Interest rates have stopped rising, but the yield on the 10-year Treasury note has quadrupled over the past three years. Now, hopes of lower interest rates are fading, and options traders will call this a synthetic rise in interest rates.
I don’t know if there will be a catalyst, but the catalyst for the 1929 crash was legal, the catalyst for the 1987 crash was geopolitical, so we will be prepared.
Finally, a word about contraptions. Historically, the risk posed by new contraptions causing stock market crashes has been opaque, huge in scale, and a bit leveraged. That’s why I’ve always said cryptocurrencies are unlikely to be the culprit, because they’re not leveraged enough. But now we’re facing a collapse in the private credit market, which is essentially hedge funds acting as banks and making loans.
The private credit market is huge, some estimate it’s $3 trillion in the US alone. There’s a reason these private borrowers don’t go to traditional banks: they’re usually riskier than traditional banks want to deal with. The International Monetary Fund warned in April about private credit: “The rapid expansion of this opaque, highly interconnected part of the financial system, with limited oversight, may increase financial vulnerabilities.” What hedge funds are playing there is a big one: a huge, risky, opaque, highly interconnected machine. It’s a frighteningly similar story.
So how does a wise investor respond? Not by selling all their stocks and running to the shelter, as is common after a crash. Investors give up on stocks for a decade or even their entire lives, missing out on all subsequent gains. Not by anticipating the crash and responding accordingly. Anticipating the peak is costly and impossible, and even if you could, you would then have to anticipate the subsequent trough when fear takes over and greed fades away.

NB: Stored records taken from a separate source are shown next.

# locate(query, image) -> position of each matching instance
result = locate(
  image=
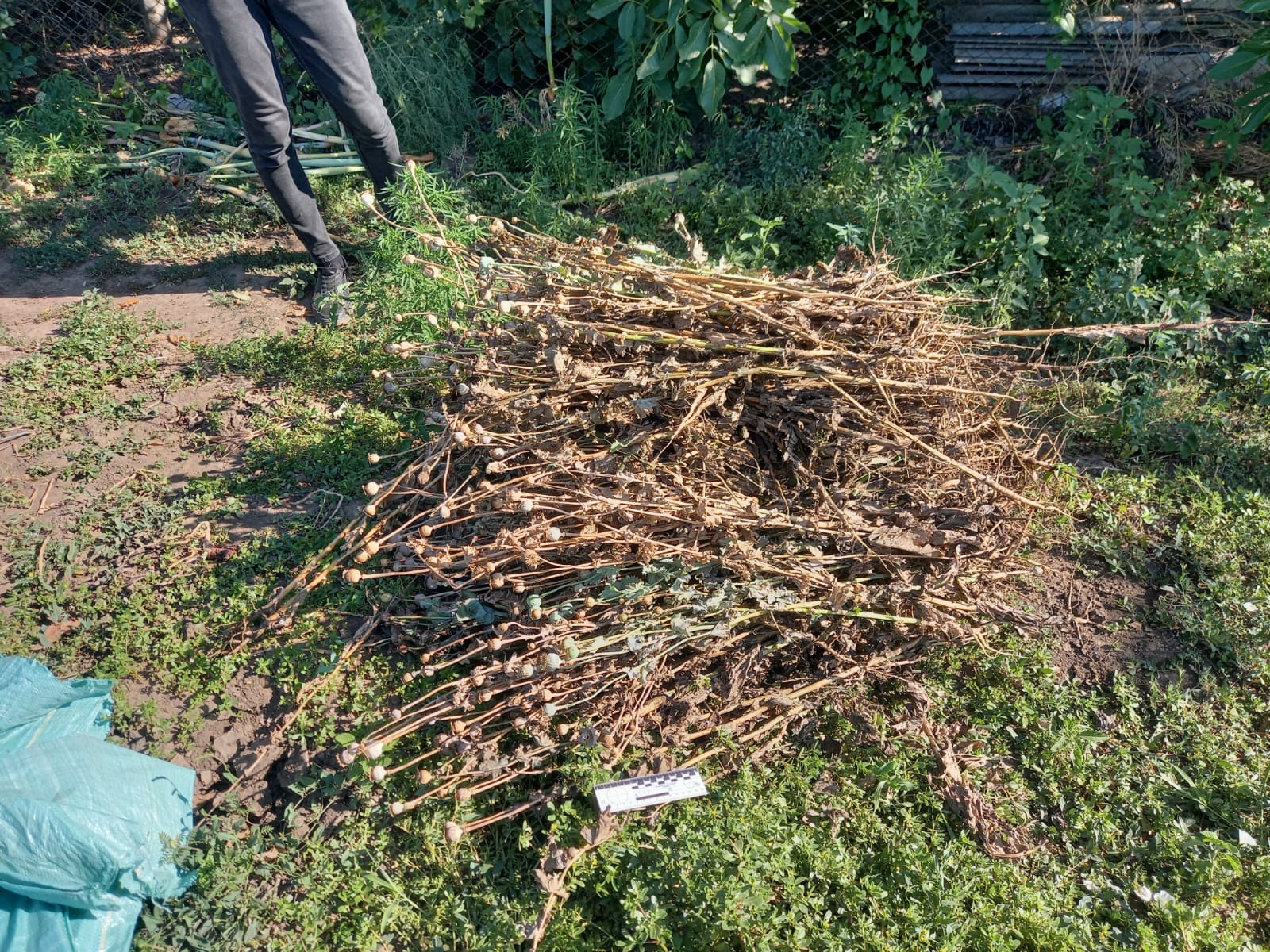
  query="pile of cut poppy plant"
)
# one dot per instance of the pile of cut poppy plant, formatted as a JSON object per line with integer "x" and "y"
{"x": 658, "y": 508}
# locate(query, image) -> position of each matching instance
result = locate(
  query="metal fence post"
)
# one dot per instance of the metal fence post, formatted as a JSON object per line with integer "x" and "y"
{"x": 158, "y": 23}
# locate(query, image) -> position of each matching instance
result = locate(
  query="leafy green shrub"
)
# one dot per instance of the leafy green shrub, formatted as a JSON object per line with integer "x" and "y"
{"x": 55, "y": 137}
{"x": 16, "y": 63}
{"x": 696, "y": 44}
{"x": 884, "y": 63}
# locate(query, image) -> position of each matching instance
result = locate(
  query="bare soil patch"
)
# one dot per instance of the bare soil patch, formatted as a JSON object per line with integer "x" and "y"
{"x": 1096, "y": 624}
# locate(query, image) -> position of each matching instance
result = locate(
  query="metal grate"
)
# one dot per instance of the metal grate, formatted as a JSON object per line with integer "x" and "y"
{"x": 975, "y": 50}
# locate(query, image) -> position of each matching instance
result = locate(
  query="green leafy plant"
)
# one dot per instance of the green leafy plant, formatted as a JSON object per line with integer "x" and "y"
{"x": 16, "y": 63}
{"x": 696, "y": 44}
{"x": 886, "y": 63}
{"x": 1253, "y": 52}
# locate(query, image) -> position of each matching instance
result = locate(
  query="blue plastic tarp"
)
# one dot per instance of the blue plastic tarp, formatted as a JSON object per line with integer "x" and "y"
{"x": 86, "y": 827}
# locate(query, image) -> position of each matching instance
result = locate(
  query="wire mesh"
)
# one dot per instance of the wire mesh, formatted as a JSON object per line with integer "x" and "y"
{"x": 965, "y": 50}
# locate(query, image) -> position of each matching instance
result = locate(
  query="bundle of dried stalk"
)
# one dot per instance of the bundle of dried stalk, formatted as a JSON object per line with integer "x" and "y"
{"x": 664, "y": 505}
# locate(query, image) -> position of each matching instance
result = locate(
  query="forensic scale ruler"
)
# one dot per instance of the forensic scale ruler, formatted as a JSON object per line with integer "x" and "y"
{"x": 651, "y": 790}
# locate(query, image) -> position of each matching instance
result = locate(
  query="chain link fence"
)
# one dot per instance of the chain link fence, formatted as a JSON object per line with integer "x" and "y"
{"x": 956, "y": 50}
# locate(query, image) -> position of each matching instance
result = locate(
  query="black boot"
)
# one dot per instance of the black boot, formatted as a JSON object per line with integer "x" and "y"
{"x": 330, "y": 294}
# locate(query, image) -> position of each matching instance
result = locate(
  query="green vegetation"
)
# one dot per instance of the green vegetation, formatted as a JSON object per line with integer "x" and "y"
{"x": 1142, "y": 795}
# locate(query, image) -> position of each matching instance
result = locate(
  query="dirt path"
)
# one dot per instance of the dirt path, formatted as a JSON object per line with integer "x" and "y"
{"x": 219, "y": 308}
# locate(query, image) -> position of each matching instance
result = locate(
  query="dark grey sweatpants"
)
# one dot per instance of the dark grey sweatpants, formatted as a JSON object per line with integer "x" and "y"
{"x": 237, "y": 38}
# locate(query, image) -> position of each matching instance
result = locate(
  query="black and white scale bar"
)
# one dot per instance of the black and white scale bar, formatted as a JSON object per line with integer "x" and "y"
{"x": 652, "y": 790}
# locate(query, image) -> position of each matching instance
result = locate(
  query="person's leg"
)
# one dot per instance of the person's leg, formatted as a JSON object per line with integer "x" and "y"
{"x": 324, "y": 38}
{"x": 238, "y": 41}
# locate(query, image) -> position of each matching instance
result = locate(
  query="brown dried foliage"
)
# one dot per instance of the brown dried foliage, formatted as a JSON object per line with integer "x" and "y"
{"x": 662, "y": 505}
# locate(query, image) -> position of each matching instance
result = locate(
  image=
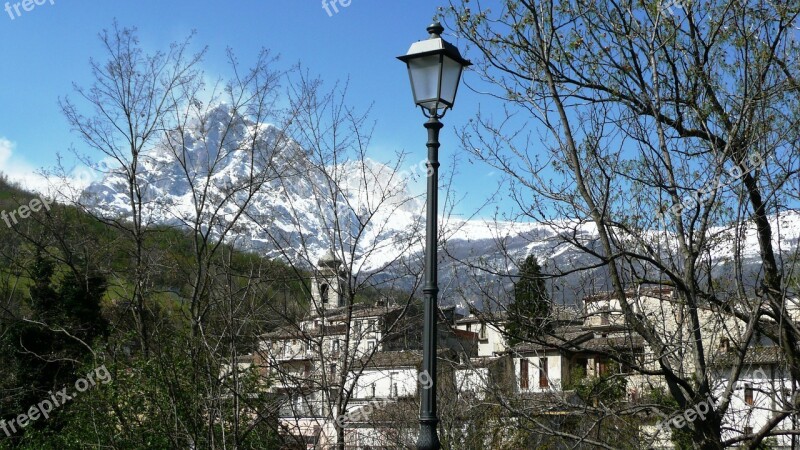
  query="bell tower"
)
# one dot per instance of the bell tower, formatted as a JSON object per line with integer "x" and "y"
{"x": 327, "y": 290}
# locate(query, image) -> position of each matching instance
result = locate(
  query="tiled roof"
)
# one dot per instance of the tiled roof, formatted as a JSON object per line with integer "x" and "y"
{"x": 754, "y": 355}
{"x": 664, "y": 292}
{"x": 570, "y": 337}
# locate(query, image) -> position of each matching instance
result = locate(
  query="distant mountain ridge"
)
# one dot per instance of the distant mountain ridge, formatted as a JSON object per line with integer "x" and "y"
{"x": 291, "y": 216}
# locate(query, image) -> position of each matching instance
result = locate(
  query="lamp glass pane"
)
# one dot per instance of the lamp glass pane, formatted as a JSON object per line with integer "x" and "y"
{"x": 451, "y": 74}
{"x": 424, "y": 73}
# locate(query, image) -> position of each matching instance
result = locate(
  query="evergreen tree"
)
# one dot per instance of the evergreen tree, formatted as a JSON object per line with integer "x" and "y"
{"x": 528, "y": 313}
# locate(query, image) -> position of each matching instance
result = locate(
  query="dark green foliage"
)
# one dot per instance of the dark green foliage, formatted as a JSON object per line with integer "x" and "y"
{"x": 530, "y": 309}
{"x": 43, "y": 348}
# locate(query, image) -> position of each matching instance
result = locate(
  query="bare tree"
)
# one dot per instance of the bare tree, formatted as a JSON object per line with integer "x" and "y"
{"x": 667, "y": 132}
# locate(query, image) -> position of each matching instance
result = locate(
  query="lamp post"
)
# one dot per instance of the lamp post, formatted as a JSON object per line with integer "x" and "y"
{"x": 434, "y": 68}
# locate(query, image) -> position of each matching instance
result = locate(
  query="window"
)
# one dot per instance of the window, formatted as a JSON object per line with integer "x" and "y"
{"x": 323, "y": 292}
{"x": 523, "y": 373}
{"x": 543, "y": 379}
{"x": 602, "y": 368}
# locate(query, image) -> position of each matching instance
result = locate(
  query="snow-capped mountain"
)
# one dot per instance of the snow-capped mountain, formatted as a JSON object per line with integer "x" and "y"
{"x": 258, "y": 189}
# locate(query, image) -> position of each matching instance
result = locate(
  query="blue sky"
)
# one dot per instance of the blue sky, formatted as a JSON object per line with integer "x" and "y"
{"x": 47, "y": 49}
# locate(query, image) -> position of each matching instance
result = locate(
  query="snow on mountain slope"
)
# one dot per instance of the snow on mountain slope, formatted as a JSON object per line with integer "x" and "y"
{"x": 202, "y": 176}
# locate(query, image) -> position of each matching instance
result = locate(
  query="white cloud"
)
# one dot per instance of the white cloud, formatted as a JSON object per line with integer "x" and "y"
{"x": 29, "y": 177}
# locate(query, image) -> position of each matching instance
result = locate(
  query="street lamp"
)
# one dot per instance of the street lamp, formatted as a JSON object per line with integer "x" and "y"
{"x": 434, "y": 67}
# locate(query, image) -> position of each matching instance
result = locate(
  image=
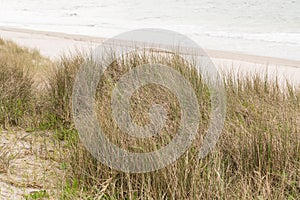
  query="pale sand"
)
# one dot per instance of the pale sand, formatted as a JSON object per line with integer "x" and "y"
{"x": 53, "y": 45}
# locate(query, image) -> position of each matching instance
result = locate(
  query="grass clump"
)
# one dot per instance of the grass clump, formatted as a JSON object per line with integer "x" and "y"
{"x": 257, "y": 155}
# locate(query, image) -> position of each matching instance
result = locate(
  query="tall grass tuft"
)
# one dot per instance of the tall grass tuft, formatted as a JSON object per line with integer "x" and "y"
{"x": 257, "y": 156}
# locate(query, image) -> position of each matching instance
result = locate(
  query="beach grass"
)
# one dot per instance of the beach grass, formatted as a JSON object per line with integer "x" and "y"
{"x": 256, "y": 157}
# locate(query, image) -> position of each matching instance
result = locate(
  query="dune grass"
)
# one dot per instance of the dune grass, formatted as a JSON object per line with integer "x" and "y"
{"x": 257, "y": 156}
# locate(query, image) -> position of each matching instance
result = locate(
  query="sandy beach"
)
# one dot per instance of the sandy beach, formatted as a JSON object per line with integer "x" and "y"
{"x": 54, "y": 44}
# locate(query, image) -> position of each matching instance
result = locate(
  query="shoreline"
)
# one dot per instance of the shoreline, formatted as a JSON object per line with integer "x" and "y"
{"x": 55, "y": 44}
{"x": 77, "y": 38}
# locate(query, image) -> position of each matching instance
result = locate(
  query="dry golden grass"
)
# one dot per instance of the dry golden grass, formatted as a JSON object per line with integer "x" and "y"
{"x": 257, "y": 156}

Fortunately, what actually works is simple and easy to understand: Are you properly diversified? The traditional 60/40 portfolio still works, and given the price volatility this year, it’s easy to be overweight stocks and underweight bonds, which will benefit from a flight to quality as the stock market crash continues.
Are you overweight this year’s hottest performers? If so, congratulations! You’re doing well. But the S&P 500 is up 12% this year, while the S&P 500 Equal Weight Index is up just 4%. That means the bulk of the market’s gains this year have come from big names and hot performers.
Finally, stick to the plan: in retrospect, all of those crashes seem like golden buying opportunities because that’s where the American stock market should be, even if it hurts at times.
Scott Nations is president of Nations Index.